4 problems with Biden’s plan to cancel student debt

If you paid off a student loan recently, maybe you should have waited—since incoming President Joe Biden may cancel billions of dollars in outstanding student debt.

After the coronavirus outbreak last April, Biden, then the apparent Democratic presidential nominee, announced a new plan to cancel at least $10,000 in student debt for borrowers below a certain income threshold. That was a nod to liberal Democrats such as Bernie Sanders and Elizabeth Warren, who favor more generous student debt forgiveness.

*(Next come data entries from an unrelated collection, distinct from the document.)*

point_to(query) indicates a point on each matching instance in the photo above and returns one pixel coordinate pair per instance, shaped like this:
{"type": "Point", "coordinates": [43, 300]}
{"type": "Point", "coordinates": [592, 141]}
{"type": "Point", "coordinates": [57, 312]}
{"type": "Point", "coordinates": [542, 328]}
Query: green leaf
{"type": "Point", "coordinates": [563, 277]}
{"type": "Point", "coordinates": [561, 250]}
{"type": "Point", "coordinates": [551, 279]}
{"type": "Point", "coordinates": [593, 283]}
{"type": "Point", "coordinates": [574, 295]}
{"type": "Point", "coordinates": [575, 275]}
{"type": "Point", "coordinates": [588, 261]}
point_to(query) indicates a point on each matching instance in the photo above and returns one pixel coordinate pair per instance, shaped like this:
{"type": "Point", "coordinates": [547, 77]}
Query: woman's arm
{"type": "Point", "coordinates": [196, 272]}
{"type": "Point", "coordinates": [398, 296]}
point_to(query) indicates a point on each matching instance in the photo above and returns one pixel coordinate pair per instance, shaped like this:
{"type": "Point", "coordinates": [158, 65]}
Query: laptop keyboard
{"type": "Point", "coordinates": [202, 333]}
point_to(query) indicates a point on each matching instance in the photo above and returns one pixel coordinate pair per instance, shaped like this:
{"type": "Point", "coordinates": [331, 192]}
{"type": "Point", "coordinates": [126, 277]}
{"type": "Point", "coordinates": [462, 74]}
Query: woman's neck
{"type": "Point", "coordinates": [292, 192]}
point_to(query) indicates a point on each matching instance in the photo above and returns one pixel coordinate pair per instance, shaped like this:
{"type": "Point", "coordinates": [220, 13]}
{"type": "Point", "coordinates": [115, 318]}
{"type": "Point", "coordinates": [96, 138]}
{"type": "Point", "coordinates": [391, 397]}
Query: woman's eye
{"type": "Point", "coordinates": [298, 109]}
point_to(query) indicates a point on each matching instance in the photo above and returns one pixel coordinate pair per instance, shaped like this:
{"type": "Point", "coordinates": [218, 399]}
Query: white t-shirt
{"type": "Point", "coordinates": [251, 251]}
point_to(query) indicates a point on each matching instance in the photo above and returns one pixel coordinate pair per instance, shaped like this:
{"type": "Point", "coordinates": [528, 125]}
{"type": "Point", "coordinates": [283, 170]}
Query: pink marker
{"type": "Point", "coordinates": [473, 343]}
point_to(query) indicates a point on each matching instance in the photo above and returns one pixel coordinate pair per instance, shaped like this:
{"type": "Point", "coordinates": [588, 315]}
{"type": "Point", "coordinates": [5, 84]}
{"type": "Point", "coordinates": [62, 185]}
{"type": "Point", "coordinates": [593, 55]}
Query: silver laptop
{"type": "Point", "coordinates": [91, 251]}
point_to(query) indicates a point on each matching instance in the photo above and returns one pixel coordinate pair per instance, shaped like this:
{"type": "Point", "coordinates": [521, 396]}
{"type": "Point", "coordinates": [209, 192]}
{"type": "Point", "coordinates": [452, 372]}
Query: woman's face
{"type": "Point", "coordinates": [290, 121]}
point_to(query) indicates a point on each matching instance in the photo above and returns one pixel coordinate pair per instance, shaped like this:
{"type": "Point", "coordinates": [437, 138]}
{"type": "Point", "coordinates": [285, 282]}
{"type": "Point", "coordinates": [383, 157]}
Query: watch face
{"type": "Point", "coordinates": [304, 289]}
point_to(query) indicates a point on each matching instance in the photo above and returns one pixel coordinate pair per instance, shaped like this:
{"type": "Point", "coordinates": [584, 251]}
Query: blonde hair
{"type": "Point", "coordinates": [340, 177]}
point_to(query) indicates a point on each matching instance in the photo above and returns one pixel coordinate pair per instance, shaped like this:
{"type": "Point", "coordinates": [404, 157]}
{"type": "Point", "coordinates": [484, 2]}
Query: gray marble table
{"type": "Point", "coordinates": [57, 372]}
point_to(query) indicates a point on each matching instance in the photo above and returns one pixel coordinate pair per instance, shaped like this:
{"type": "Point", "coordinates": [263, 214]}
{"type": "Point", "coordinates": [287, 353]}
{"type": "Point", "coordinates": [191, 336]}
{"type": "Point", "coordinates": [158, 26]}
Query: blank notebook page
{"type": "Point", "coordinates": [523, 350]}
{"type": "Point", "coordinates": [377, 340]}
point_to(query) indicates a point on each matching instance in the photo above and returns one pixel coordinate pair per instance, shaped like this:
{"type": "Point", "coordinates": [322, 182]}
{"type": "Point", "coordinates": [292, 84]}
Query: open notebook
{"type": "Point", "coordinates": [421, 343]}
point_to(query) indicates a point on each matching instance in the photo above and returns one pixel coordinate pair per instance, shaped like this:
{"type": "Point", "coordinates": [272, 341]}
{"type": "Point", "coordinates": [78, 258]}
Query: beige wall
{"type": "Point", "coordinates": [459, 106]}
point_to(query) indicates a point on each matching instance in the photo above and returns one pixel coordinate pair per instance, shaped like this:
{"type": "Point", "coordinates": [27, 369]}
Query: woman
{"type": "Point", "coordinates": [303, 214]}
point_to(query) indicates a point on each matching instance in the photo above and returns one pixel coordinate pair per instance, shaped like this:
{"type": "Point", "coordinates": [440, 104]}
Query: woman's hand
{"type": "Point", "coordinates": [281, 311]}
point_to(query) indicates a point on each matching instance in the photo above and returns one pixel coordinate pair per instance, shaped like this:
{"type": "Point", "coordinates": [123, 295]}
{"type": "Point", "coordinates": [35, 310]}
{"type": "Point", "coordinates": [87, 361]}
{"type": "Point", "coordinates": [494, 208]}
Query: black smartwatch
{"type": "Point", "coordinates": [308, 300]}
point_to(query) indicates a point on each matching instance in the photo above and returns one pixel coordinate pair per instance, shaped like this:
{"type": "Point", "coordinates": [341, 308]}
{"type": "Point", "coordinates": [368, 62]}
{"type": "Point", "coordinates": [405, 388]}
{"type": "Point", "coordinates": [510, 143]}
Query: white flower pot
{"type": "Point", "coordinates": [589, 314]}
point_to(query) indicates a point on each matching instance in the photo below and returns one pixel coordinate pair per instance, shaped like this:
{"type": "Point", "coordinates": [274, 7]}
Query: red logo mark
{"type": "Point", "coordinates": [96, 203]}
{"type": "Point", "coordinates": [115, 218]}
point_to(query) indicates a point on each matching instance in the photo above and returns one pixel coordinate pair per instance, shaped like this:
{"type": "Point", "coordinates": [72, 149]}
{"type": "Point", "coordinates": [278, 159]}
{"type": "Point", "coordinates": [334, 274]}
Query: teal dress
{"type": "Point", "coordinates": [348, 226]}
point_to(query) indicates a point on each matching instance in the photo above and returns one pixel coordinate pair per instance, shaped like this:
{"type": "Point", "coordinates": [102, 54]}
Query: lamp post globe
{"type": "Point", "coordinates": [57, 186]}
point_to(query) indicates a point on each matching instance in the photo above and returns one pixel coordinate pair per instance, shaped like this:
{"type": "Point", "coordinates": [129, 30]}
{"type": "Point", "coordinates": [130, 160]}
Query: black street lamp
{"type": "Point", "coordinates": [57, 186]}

Now that Biden has won the White House, education groups and consumer advocates are pressing Biden to honor his promise and up the ante, by canceling up to $50,000 in student debt soon after he becomes president next year.

About 45 million Americans hold a student loan, with student debt in the United States totaling $1.5 trillion. The average loan per student is more than $30,000. Some of those loans are private deals between borrowers and banks, which the government can’t easily change. But nearly 90% of all debt is federally authorized, and some legal experts think the president can cancel those loans by executive order, with no legislation required.

The rationale for canceling student debt is to help struggling borrowers who can’t get ahead because their debt burdens are too high—especially those who took out loans but never finished college and don’t have the degree that’s supposed to help them earn more money. Some advocates favor income caps that would exclude borrowers from wealthier families and target the aid to those who need it most.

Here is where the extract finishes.